Crowding at 70 elementary schools should trigger a switch from nine-month to year-round schedules in 2012-13 under the Clark County School District's rules.
But that's not going to happen.
The School Board unanimously decided Wednesday to follow Superintendent Dwight Jones' recommendation to ignore the trigger for another year.
The district, foreseeing a budget cut, converted its 75 year-round schools to nine-month calendars in 2011-12 to save $21 million annually. That equates to $280,000 saved per school, which would have been undone had board members followed policy.
The district's current situation isn't stable enough for big changes, which could be costly and short-lived because of "constant fluctuations," Jones said.
"It's hard to give answers because there are so many variables right now," he told board members.
The variables revolve around the poor economy, forcing many district families to drift between homes or move in with other families. Student population is shifting all over the Las Vegas Valley at historic rates, said Rick Baldwin, director of demographics and zoning for the district.
While many elementary schools are teaching more students than ever, about a quarter of Clark County's 357 schools, mostly middle schools and high schools, have empty desks this school year, about 18,700 seats in all. In addition to families in flux, Baldwin said, enrollment has been trending downward since 2008-09. Some families have left, and the number of Clark County births has declined since the peak of 30,600 newborns in 2007-08 to 26,900 last school year.
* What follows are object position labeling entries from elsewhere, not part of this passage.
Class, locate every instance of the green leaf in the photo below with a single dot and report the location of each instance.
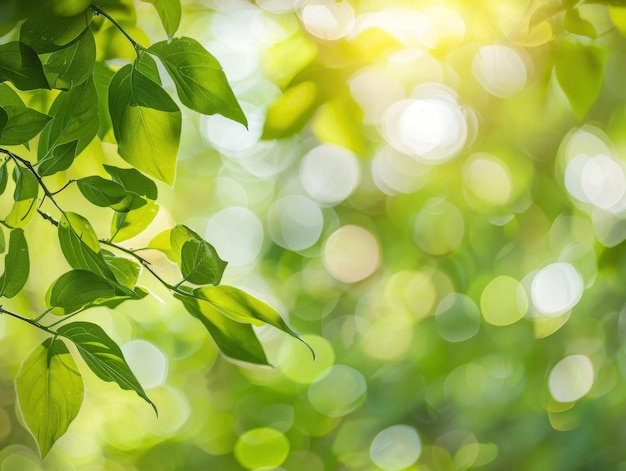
(201, 264)
(129, 224)
(75, 119)
(80, 246)
(61, 159)
(146, 123)
(4, 177)
(45, 33)
(126, 271)
(25, 197)
(20, 65)
(102, 77)
(577, 25)
(107, 193)
(103, 356)
(292, 111)
(76, 289)
(242, 307)
(133, 181)
(4, 119)
(73, 64)
(234, 339)
(200, 81)
(579, 69)
(23, 123)
(169, 12)
(16, 265)
(49, 391)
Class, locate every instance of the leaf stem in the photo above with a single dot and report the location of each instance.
(96, 9)
(32, 170)
(27, 320)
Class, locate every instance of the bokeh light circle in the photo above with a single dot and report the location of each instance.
(330, 173)
(237, 235)
(327, 19)
(571, 378)
(147, 361)
(556, 288)
(263, 447)
(500, 70)
(351, 254)
(337, 391)
(295, 222)
(430, 127)
(503, 301)
(457, 318)
(396, 448)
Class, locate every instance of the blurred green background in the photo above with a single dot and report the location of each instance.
(433, 194)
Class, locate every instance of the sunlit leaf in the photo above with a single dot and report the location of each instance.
(4, 118)
(4, 177)
(102, 76)
(131, 223)
(575, 24)
(133, 181)
(242, 307)
(76, 289)
(103, 356)
(61, 159)
(234, 339)
(16, 265)
(126, 271)
(73, 64)
(200, 81)
(146, 123)
(579, 69)
(80, 245)
(169, 12)
(25, 197)
(292, 111)
(107, 193)
(49, 391)
(75, 119)
(20, 65)
(47, 34)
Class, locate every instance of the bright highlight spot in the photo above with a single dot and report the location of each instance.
(337, 391)
(329, 173)
(429, 126)
(351, 254)
(237, 235)
(439, 227)
(571, 378)
(396, 448)
(328, 19)
(503, 301)
(603, 182)
(147, 361)
(295, 222)
(457, 318)
(500, 70)
(556, 288)
(265, 448)
(488, 179)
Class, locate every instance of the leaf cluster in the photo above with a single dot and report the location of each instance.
(56, 51)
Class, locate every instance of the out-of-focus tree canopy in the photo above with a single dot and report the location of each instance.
(432, 193)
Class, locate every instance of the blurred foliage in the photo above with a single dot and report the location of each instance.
(433, 195)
But the fact is a third of elementary schools are over capacity.
And there is a reason that district policy mandates a switch to year-round instruction once a school exceeds its capacity by at least 14 percent. It alleviates the pressure. Year-round calendars enable the typical 725-seat elementary school to teach 920 students because of rotating cycles, Baldwin said.
And some elementary schools now exceed their capacities by 50 percent or more.
What is the alternative?
Portable classrooms. The district already is using 1,639 of them on campuses, mostly elementary schools. That will have to do because money isn't available to build new facilities, board members agreed.
The addition of portables doesn't increase a school's official capacity. If taken into account, portables give all schools "ample seating" for a ratio of 22 students per teacher, said Baldwin.
But portables aren't counted for a reason. They don't expand other essentials, such as cafeteria space, bathrooms or parking, and that creates challenges with student supervision at lunch and recess.
For that reason, Jones vowed, support would be given in the way of more staff for student supervision at crowded schools.
Portables also will be inspected once a year, which has never been done before. Some portables have been around for 20 years, said Baldwin, adding that 48 portables have been condemned in the district's first-ever check.
"When do we say, 'Portables aren't good enough?' " said board member Chris Garvey, who expressed concerns about schools turning into "shantytowns."
A cap must be put in place, board President Carolyn Edwards said. At some point, a crowded school's fifth-graders could be moved into a nearby middle school with available classrooms.
But there is another alternative: rezoning to move students from the packed schools to empty schools.
Jones recommended against that.
"It's a tremendous undertaking to uproot students, especially at the high school level," he said.
Board member Deanna Wright contended it would be for the better. Some high schools have 3,000 students who can barely fit through the hallways during passing periods.
"It concerns me greatly," she said.
The rest of the board agreed and instructed that rezoning be planned to balance students between full and empty schools.